Uninterrupted Research: Advancing the Digitization of Archives

Example archival photo box.  Source:  http://pharosartresearch.org/

Example archival photo box. Source: http://pharosartresearch.org/

Finding the right image or researching a particular era, writer or artist has become easier since 2013 with the creation of PHAROS.  Founded in 2013, the project is an initiative to consolidate the millions of, often unpublished, records in art-historical photo archives to specifically benefit scholars accustomed to digital research.
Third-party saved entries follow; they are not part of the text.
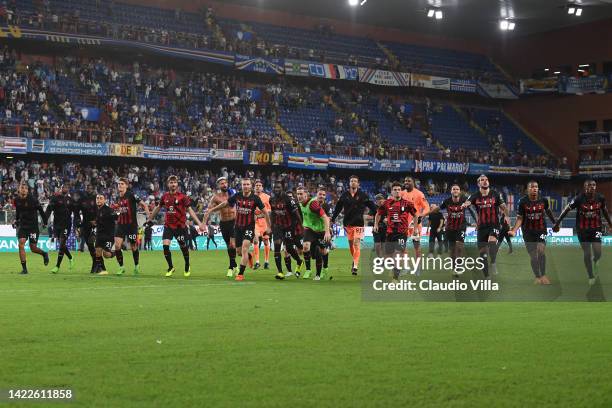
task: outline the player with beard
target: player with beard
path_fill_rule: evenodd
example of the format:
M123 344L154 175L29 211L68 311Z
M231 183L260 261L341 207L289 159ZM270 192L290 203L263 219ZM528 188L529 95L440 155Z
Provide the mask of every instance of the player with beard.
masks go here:
M138 275L140 267L138 265L140 260L140 252L138 251L138 244L136 238L138 235L138 220L137 207L140 206L144 209L147 219L150 218L149 206L140 198L137 198L132 190L128 189L129 182L126 178L120 178L117 183L119 190L119 199L115 203L114 207L117 211L118 219L117 226L115 228L115 256L119 263L119 270L117 275L123 275L125 273L125 267L123 266L123 252L121 247L125 237L127 237L132 249L132 257L134 258L134 275Z
M295 220L294 226L293 226L293 240L291 242L289 242L290 246L293 246L295 248L295 251L297 252L298 256L303 257L304 256L304 246L303 246L303 241L304 241L304 225L302 225L303 219L302 219L302 210L299 206L299 202L296 199L296 195L293 194L293 191L291 190L287 190L287 192L285 193L287 195L287 197L289 197L290 199L294 200L296 203L298 203L297 206L297 212L299 215L299 220ZM284 244L286 244L287 242L285 242ZM285 278L288 278L289 276L293 275L293 271L291 270L291 255L289 254L289 249L287 248L287 245L283 245L283 257L285 258L285 267L287 268L287 273L285 273ZM306 262L304 262L302 260L301 263L298 263L297 265L297 269L295 270L295 277L299 278L301 276L301 274L304 271L304 267L306 266Z
M329 217L331 211L329 210L329 204L327 203L327 190L325 190L325 187L323 186L319 186L317 189L317 201L319 202L321 208L323 208L323 211L325 211L325 214ZM323 276L327 276L327 278L331 280L333 277L329 274L329 251L331 249L332 240L334 237L331 228L329 233L331 234L331 238L329 242L326 242L321 248L321 258L323 261Z
M446 239L450 246L450 257L455 259L463 257L463 248L465 241L465 230L467 228L467 222L465 218L465 197L461 192L459 184L453 184L451 187L451 196L444 200L438 207L437 205L431 206L431 214L435 214L441 210L446 211ZM472 217L476 219L476 214L472 208L468 208Z
M68 257L69 270L74 268L74 259L70 250L66 246L70 232L72 231L72 216L77 218L76 205L72 197L68 194L68 186L62 185L60 191L57 192L45 209L47 219L53 214L53 231L59 243L59 253L57 255L57 263L51 269L51 273L58 273L59 268L64 259L64 255Z
M355 195L358 194L357 191L354 193ZM310 258L313 257L317 268L314 280L319 281L327 277L326 275L321 276L321 271L323 270L323 252L327 243L331 240L330 220L317 197L311 198L304 187L298 187L297 195L304 225L306 272L303 277L304 279L310 278ZM353 195L353 198L355 198L355 195Z
M219 191L212 196L210 203L208 203L208 208L216 207L219 204L226 202L232 195L234 195L234 191L229 188L229 184L225 177L219 177L217 179L217 188ZM221 230L221 235L225 241L227 256L229 258L227 277L233 278L234 275L238 273L238 264L236 263L236 240L234 239L236 209L233 207L224 207L219 212L219 217L219 229Z
M175 272L174 265L172 264L172 252L170 252L170 244L172 239L176 239L176 242L183 253L183 259L185 260L185 271L183 276L188 278L191 276L191 268L189 265L189 246L187 245L187 237L189 231L187 230L187 214L193 218L193 220L200 227L200 231L204 230L204 225L200 222L198 215L191 208L191 199L178 189L178 177L170 176L167 181L168 191L162 195L159 204L153 209L153 212L149 216L149 222L153 222L153 219L157 216L162 208L166 209L166 217L164 219L164 232L162 234L162 245L164 248L164 257L168 264L166 270L166 278L171 278Z
M81 239L87 244L89 255L91 256L91 273L96 270L96 234L95 221L98 207L96 205L96 192L93 185L88 184L85 192L81 195L76 204L76 227ZM80 213L80 216L79 216Z
M353 257L353 265L351 273L357 275L359 268L359 258L361 257L361 240L364 237L365 223L364 212L369 208L371 214L377 210L376 205L370 200L370 197L359 188L359 177L351 176L349 178L349 189L344 192L331 216L331 222L334 224L340 212L344 212L344 229L348 237L349 250ZM308 265L306 265L308 269Z
M497 238L499 237L500 216L503 216L508 224L508 208L501 194L492 190L489 185L489 178L482 174L478 177L478 192L472 194L461 206L468 208L474 206L478 213L477 241L480 255L484 258L483 274L489 277L489 262L491 270L497 274Z
M113 241L117 218L117 213L106 205L106 197L103 194L96 195L96 218L92 232L95 236L96 267L94 273L99 275L108 275L104 258L115 256L113 254Z
M417 214L411 201L402 198L402 185L394 182L391 186L391 198L387 199L376 212L373 232L380 230L381 221L387 220L385 254L401 254L406 250L406 240L413 217ZM399 269L393 269L393 279L399 278Z
M565 207L553 227L558 232L561 221L571 210L576 210L576 232L582 248L584 266L589 275L589 284L596 282L597 263L601 259L601 238L603 236L602 217L612 227L610 214L606 208L606 199L597 193L595 180L586 180L583 185L584 192L576 196Z
M537 181L527 183L527 195L520 199L514 227L508 232L513 237L516 231L522 228L523 240L529 258L531 259L531 270L535 275L535 283L550 285L546 276L546 215L555 224L555 216L549 208L548 200L539 196Z
M281 261L281 246L283 244L287 253L297 262L298 269L303 263L294 242L295 224L302 222L302 214L295 199L283 192L283 186L280 182L275 183L272 189L270 210L272 238L274 241L274 262L278 270L276 279L284 279L285 275L283 274ZM291 260L289 260L289 265L291 265Z
M425 199L425 194L415 187L414 179L410 176L404 178L402 198L410 201L417 210L416 222L413 220L414 226L408 230L408 235L412 237L412 246L414 247L415 257L419 258L421 256L421 231L423 229L422 220L423 217L429 214L429 203Z
M266 220L266 234L270 236L270 214L265 211L264 203L253 193L251 179L242 179L242 191L231 196L227 201L209 208L204 215L204 223L215 211L220 211L226 207L236 207L236 223L234 226L234 242L237 248L241 248L242 258L240 259L240 272L236 276L237 281L244 280L244 271L249 262L249 249L255 237L255 209L263 212ZM252 261L251 261L252 262Z
M15 206L15 222L13 228L17 230L19 242L19 260L21 261L21 274L27 275L25 243L29 241L30 251L43 257L43 262L49 265L49 254L38 247L38 214L42 218L43 225L47 224L47 215L43 211L40 202L30 194L27 183L21 183L17 189L17 196L13 201Z
M382 205L385 203L385 196L382 194L377 194L376 197L376 207L380 210ZM377 211L378 214L378 211ZM372 236L374 238L374 251L376 252L377 257L382 257L384 255L383 245L385 243L385 237L387 235L387 224L385 223L384 217L378 221L378 229L376 232L372 232Z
Spearheaded by The Frick Collection, the consortium also represents other art-history paragons, including the Getty Research Institute, National Gallery of Art, Yale Center for British Art, Courtauld Institute, Institut National d’Histoire de l’Art, and Kunsthistoriches Institut in Florenz.

Currently, researchers can use PHAROS to search 100,000 images of 60,000 artworks, finding details of a work’s provenance or exhibition and conservation history through a keyword search. This search is enhanced through category filters, or by uploading a file to match the database’s image-recognition technology. By 2020, PHAROS hopes to digitize and publish 7 million images of the 25 million documents, photographs, and artifacts across 14 art institutions in the US and Europe. Much like Google’s reverse image search, a researcher has no limitation to formulate a research query into words. Pattern recognition technology is not new, but its applications in arts institutions is expanding. The application of visual information into a digital search is helping to broaden the narrative of cultural literacy, as Google Arts and Culture is working towards, but it also provides autonomy to smaller collections’ digitization projects.

Directory of digitized photos available in browser-view and can be sorted by filter.  Source:  http://images.pharosartresearch.org/search

Directory of digitized photos available in browser-view and can be sorted by filter. Source: http://images.pharosartresearch.org/search


Rather than an individual entity, or digital museum, working alone as an innovation-center, managing its collections and engaging with the community internally, PHAROS benefits from the larger community of arts institution expertise.

Source:  http://pharosartresearch.org/about

Source: http://pharosartresearch.org/about

With a growing scale of researchers, amateur or professional, looking for archival resources, a larger market force is contributing to change in these environments. Digitization helps to reduce the burden of this scale. In 2015, 2,500 researchers visited the physical card library from the Frick collection, meanwhile over 75,000 from 91 countries searched online. In addition to its books, and permanent collection, the Frick Art Reference Library contains thousands of photographs, collected through Helen Clay Frick’s underwritten expedition to the world’s museum. As well, these records maintain a century's worth of files with notations from visiting scholars, dealers, and museum professionals who contributed observations in attribution and iconography. Prior to digitization, researchers would need to invest in the time and travel expenses to physically sift through these archives.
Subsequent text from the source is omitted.